The new figures also show the rate of fatal injuries in several key industrial sectors:
- 39 fatal injuries to construction workers were recorded – a rate of 1.9 deaths per 100,000 workers, compared to an average of 53 deaths in the past five years and a decrease from the 48 deaths recorded in 2011/12.
- 29 fatal injuries to agricultural workers were recorded – a rate of 8.8 deaths per 100,000 workers, compared to an average of 36 deaths in the past five years and a decrease from the 35 deaths recorded in 2011/12.
- 10 fatal injuries to waste and recycling workers were recorded – a rate of 8.2 deaths per 100,000 workers, compared to an average of 6 deaths in the past five years and an increase from the 5 deaths recorded in 2011/12.
Across Great Britain:
- 118 fatal injuries in England were recorded – a rate of 0.5 deaths per 100,000 workers, compared to an average of 144 deaths in the past five years and a decrease from the 131 deaths recorded in 2011/12
- 22 fatal injuries in Scotland were recorded – a rate of 0.9 deaths per 100,000 workers, compared to an average of 22 deaths in the past five years and an increase from the 19 deaths recorded in 2011/12.
- 8 fatal injuries in Wales were recorded – a rate of 0.6 deaths per 100,000 workers, compared to an average of 12 deaths in the past five years and a decrease from the 19 deaths recorded in 2011/12.
Notes to editors
- The Health and Safety Executive is Britain’s national regulator for workplace health and safety.

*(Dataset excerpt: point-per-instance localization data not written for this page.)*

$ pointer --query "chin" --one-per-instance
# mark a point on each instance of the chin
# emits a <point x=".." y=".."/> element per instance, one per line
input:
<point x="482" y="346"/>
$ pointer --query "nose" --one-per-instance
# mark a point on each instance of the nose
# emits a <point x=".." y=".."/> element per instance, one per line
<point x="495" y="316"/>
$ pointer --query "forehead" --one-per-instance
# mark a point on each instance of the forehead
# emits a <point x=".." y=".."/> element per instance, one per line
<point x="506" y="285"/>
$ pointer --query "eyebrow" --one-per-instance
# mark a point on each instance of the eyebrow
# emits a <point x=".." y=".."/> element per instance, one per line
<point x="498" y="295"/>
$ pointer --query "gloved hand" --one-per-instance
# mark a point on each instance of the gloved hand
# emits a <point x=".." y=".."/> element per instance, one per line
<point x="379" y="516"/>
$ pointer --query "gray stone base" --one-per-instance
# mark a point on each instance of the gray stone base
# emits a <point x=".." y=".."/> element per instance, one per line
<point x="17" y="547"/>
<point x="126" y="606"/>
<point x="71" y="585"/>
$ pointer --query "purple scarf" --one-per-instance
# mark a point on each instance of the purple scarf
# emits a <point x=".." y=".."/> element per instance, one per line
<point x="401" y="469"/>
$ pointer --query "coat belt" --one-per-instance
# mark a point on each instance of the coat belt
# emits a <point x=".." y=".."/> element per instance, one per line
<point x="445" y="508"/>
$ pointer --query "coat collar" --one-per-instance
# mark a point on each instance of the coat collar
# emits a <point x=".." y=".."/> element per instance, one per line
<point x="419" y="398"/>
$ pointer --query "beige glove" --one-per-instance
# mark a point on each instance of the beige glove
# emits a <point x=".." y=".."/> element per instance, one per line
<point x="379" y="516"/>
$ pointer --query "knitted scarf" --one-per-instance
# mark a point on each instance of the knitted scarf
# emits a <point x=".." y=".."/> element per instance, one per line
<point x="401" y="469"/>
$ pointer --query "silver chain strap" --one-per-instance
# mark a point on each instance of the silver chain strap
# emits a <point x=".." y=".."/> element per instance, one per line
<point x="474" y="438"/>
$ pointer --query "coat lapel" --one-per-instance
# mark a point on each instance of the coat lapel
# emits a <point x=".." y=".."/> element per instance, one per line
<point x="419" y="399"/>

It aims to reduce work-related death, injury and ill health. It does so through research, information and advice, promoting training, new or revised regulations and codes of practice, and working with local authority partners by inspection, investigation and enforcement. www.hse.gov.uk
- When making regional comparisons, it should be noted that differences are strongly influenced by variations in the mix of industries and occupations. The number of fatalities in some regions is relatively small, hence susceptible to considerable variation.
- In 2012/13 there were 2 fatal injuries to workers where the country/region was not known. These incidents relate to deaths on railways, where a region can not be reliably assigned.
- Further data will be released in October on the numbers of serious injuries and estimates of the numbers of premature deaths caused by harmful exposures in the workplace.
- Further information on workplace statistics can be found at http://www.hse.gov.uk/statistics/fatals.htm
- The average rate of fatal injury over the last five years has been 0.6 per 100, 000 workers. In each of the last five years, the number of fatal injuries has been:
2011/12 – 172 workers died (previous provisional figure was 173)
2010/11 – 175 workers died
2009/10 – 147 workers died
2008/09 – 179 workers died
2007/08 – 233 workers died
- Based on the latest available data, from 2010, Britain continues to have the lowest rate of fatal injuries to workers among the five leading industrial nations in Europe – Germany, France, Spain and Italy for the eighth year http://www.hse.gov.uk/statistics/pdf/fatalinjuries.pdf
- The reporting of health and safety incidents at work is a statutory requirement, set out under the Reporting of Injuries, Diseases and Dangerous Occurrences Regulations 1995 (RIDDOR). A reportable incident includes: a death or major injury; any accident which does not result in major injury, but the injured person still has to take seven or more days off their normal work to recover; a work related disease; a member of the public being injured as a result of work related activity and taken to hospital for treatment; or a dangerous occurrence, which does not result in a serious injury, but could have done.
- The figures for 2012/13 are provisional. They will be finalised in July 2014 following any necessary adjustments arising from investigations, in which new facts can emerge about whether the accident was work-related. The delay of a year in finalising the figures allows for such matters to be fully resolved in the light of formal interviews with all relevant witnesses, forensic investigation and coroners’ rulings.